In a similar vein, Megan often finds herself equally torn between adventure and relaxation, oscillating between different preferences and, during the field school, enjoying both lying along the poolside after a long day’s work or excitedly exploring the winding streets of unknown cities. It is on the beach, however, that all angles of this budding historian seem to converge: “I could…live there forever,” she explained, even citing how she had plans to go to the beach immediately after the dig. In addition to the physical tranquility that the welcoming water and the sun-warmed sand bring, acting as a constant, preferable place both home and abroad, poised between calm and adventure, any beach likewise carries the human aspect for Megan: Preferring to be “surrounded by friends,” she normally enjoys this setting with family and companions, relishing in that connection; yet, she also finds peace just listening to music by the waterside and in watching the movement of the waves.
Perhaps Megan enjoys sharing these beautiful moments, beyond her enjoyment of others’ company, because of their indescribability.
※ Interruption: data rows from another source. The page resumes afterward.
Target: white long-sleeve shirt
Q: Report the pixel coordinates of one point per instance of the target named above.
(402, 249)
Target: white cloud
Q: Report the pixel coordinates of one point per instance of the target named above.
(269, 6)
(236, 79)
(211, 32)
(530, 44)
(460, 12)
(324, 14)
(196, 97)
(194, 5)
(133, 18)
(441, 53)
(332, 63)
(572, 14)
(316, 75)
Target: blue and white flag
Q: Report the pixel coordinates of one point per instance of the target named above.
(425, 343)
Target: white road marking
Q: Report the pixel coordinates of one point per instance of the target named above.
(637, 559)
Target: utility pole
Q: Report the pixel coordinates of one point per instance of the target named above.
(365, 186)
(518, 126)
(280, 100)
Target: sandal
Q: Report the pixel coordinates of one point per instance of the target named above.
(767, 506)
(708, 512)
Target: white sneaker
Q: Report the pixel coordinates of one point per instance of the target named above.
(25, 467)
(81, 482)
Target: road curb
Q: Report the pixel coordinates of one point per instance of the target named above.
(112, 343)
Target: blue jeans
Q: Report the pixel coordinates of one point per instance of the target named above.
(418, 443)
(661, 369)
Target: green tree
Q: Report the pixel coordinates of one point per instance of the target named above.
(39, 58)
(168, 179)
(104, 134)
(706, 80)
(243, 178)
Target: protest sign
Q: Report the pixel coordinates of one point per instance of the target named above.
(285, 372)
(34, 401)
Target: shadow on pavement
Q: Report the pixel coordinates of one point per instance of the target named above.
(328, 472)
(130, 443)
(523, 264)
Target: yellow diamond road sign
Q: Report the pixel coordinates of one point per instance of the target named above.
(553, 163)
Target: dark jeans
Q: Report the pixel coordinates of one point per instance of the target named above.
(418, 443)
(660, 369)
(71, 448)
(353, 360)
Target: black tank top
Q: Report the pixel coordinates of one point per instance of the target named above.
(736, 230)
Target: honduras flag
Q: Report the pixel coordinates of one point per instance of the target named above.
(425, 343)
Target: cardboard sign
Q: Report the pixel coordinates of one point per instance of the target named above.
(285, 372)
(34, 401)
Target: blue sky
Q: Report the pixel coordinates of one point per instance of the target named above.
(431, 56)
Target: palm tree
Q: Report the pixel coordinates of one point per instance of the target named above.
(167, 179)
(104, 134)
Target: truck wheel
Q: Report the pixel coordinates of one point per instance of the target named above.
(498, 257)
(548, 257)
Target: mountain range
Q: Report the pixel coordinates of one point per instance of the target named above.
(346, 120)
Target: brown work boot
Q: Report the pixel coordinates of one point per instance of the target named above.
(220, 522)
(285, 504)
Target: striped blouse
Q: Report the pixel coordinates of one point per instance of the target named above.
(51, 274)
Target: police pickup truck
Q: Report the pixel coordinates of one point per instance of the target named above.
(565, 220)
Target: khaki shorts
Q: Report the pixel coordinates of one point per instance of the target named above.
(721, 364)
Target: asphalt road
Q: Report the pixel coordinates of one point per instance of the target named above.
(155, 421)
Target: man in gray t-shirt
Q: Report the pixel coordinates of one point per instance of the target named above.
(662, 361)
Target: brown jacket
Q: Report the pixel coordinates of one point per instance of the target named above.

When dwelling on the cities that she saw, the work that she performed, and the unique artifacts that she pulled from the ground, no two the same, she remarked: “I can explain it, I can show photos…but you really need to be there to see it.” Only those friends whom she adventured to Florence with one Friday afternoon can relive with her the experience of seeing David, larger than life and more grand than she could have imagined; only those same friends feeling its presence at the same moment as she did can understand the shadow of the Colosseum. Even in Oneonta, there are things that she has done and places that she has gone to that no photo can contain, such as “Table Rock,” where she would someday like to return, and its mountain-top view. Whether in New York State close to the place where she has lived since she was five years old or thousands of miles away, Megan understands the pricelessness of being there in the moment; however, while she is not normally a photo person, she plans to commemorate this experience abroad outside of her mind. Buying a new phone with a camera and filling it with hundreds of memories, Megan “journaled through [her] photos,” likewise keeping museum tickets and tangible mementos to compile into a scrapbook. As this wide-eyed, excited mind framed by joyful blonde hair ventures further into the world, further upon “her travelling dream” of which archaeology and anthropology at large are part, she has not only her memories, the fleeting moments shared with others that she holds close to her heart, but physical reminders of the landmarks upon her journey—the trace of her own past and the past found within the ground.